Die Sonne geht auf und die Fenster des Schlosses strahlen, als sei es zu einem Feste beleuchtet.

Es ist kühl und im Tale ziehen Nebel. Feucht riecht der Wald, es glitzert und Tau perlt an den Gräsern. Spinnengewebe hängen an den Brombeerbüschen und zwischen den Halmen, und in jedem liegt ein ovaler Tautropfen wie in einer feingesponnenen Wiege.

Es rasselt, der Wagen fährt vor. Ich trete aus dem Hause, Pazzo folgt mir. Ich spreche mit dem Kutscher. Mägde schleppen das Gepäck.
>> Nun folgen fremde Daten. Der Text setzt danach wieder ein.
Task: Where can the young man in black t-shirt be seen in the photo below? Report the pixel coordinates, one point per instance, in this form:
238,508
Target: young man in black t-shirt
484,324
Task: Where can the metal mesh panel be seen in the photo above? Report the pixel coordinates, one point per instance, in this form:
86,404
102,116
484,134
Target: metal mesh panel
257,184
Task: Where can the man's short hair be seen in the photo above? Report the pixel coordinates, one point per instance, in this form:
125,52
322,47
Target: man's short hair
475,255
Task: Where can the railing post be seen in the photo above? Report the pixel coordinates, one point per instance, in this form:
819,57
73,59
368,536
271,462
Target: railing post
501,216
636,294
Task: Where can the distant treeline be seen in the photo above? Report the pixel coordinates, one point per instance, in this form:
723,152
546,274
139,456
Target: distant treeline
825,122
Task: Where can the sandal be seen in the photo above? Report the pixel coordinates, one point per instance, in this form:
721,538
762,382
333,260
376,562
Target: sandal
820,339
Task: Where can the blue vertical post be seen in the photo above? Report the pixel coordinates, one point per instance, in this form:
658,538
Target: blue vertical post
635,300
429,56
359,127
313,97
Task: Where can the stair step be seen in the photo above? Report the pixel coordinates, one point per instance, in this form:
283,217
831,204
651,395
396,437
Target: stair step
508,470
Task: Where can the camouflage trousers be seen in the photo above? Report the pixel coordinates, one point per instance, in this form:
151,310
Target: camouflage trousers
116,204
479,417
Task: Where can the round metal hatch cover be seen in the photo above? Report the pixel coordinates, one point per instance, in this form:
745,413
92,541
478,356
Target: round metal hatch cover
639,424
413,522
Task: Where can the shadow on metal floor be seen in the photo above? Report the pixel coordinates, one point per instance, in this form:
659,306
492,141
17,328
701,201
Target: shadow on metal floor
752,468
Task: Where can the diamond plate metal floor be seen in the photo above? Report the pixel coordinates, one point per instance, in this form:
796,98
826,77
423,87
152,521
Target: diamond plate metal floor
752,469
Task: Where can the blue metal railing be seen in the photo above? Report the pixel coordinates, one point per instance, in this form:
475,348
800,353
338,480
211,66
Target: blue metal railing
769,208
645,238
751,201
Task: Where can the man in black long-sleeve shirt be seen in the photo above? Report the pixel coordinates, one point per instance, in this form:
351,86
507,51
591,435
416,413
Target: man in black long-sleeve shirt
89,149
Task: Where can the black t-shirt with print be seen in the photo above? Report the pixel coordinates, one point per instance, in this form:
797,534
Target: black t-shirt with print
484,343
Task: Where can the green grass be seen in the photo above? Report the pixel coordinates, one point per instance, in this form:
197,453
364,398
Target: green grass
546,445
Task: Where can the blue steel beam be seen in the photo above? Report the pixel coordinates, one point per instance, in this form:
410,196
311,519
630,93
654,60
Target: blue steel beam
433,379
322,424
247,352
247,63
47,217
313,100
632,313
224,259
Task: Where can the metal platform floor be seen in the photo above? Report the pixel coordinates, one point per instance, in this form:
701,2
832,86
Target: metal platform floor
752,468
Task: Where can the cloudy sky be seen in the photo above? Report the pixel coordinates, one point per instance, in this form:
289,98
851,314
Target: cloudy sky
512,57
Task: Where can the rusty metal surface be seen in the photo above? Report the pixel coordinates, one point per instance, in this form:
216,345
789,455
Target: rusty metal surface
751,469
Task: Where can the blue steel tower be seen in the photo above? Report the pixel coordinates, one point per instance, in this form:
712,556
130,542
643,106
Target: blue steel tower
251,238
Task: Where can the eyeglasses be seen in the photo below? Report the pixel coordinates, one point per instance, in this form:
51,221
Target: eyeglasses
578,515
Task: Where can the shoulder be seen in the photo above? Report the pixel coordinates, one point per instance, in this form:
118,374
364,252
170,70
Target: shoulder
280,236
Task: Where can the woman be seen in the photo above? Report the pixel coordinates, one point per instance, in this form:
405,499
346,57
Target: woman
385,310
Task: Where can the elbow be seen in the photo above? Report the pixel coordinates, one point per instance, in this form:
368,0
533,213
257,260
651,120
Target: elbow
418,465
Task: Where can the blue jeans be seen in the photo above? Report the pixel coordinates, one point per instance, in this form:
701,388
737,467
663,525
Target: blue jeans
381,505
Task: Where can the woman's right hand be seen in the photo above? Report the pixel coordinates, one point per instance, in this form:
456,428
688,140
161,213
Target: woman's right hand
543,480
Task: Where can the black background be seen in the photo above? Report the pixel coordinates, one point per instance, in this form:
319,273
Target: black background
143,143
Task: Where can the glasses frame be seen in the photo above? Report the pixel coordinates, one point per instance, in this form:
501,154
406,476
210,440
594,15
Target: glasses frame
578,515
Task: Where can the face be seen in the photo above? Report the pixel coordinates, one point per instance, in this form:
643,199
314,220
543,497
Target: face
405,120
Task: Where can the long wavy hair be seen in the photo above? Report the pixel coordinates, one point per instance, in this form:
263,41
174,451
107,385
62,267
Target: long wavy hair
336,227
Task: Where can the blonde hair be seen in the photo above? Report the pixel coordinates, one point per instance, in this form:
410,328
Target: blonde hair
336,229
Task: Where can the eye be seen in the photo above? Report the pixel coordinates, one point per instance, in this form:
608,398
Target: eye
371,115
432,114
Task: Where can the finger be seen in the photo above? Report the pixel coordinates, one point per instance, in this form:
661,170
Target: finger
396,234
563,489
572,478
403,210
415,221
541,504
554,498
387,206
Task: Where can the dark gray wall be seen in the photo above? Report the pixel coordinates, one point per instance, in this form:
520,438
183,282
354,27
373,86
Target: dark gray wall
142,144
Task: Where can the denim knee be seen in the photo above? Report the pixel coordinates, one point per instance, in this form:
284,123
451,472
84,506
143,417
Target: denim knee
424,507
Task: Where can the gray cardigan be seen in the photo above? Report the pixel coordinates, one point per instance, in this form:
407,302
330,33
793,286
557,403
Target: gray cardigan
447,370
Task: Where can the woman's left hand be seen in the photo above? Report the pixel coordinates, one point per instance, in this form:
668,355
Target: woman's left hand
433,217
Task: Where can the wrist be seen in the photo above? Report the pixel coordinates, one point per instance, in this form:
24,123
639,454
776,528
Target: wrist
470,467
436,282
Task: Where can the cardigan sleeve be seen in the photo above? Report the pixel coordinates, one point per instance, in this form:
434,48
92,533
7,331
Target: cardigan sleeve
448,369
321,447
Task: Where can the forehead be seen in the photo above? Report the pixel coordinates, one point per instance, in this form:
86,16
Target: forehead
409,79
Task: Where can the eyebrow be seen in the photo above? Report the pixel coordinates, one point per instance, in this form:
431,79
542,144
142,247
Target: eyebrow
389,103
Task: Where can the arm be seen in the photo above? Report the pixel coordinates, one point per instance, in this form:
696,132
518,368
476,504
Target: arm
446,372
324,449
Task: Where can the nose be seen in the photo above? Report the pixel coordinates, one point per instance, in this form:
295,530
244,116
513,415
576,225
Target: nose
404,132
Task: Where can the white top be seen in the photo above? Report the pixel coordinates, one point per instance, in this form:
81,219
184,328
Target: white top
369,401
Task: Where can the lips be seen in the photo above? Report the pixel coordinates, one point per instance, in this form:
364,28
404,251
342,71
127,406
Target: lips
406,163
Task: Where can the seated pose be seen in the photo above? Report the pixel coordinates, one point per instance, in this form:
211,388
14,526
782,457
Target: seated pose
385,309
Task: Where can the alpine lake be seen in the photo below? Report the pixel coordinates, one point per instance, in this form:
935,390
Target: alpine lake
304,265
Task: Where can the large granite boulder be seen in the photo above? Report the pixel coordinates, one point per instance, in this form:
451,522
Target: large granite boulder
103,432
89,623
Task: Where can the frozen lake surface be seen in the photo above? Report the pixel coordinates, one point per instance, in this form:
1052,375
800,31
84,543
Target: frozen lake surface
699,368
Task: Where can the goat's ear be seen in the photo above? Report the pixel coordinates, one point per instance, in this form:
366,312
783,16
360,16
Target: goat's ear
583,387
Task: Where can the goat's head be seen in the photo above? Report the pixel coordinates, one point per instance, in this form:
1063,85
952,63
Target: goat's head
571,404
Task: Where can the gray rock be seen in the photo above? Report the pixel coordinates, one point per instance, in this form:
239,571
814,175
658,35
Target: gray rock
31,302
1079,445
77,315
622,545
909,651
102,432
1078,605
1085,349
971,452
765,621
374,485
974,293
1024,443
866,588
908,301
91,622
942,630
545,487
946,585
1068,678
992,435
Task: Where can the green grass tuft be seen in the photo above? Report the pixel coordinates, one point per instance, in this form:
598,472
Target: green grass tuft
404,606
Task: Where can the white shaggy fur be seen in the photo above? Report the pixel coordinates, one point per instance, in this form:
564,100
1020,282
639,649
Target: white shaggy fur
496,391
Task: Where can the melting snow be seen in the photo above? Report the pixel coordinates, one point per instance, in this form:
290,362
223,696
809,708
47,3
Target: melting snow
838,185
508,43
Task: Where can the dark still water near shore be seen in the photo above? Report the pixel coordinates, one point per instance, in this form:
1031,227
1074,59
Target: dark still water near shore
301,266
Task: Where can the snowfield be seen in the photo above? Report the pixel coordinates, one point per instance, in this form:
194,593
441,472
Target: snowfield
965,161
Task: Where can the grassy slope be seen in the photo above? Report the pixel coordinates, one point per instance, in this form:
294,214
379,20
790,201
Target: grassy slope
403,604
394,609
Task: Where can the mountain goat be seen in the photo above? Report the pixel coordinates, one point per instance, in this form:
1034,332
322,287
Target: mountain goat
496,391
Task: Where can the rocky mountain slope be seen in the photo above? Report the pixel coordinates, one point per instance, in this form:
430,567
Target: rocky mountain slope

Da kommt Ingeborg die Treppe herunter, sie knöpft sich die Handschuhe zu. Sie trägt einen breiten Hut und das ist auffallend, denn den ganzen Sommer über trug sie nie einen Hut. Der Hut verändert sie, der Reisemantel, fast wie eine Fremde sieht sie aus.

„Ein schönes Reisewetter, Ingeborg“, sage ich. Ich lächle, ich will es ihr leicht machen.

Ingeborg hat Tränen in den Augen.

„Verzeih, verzeih“, flüstert sie und beschwört mich mit den Blicken.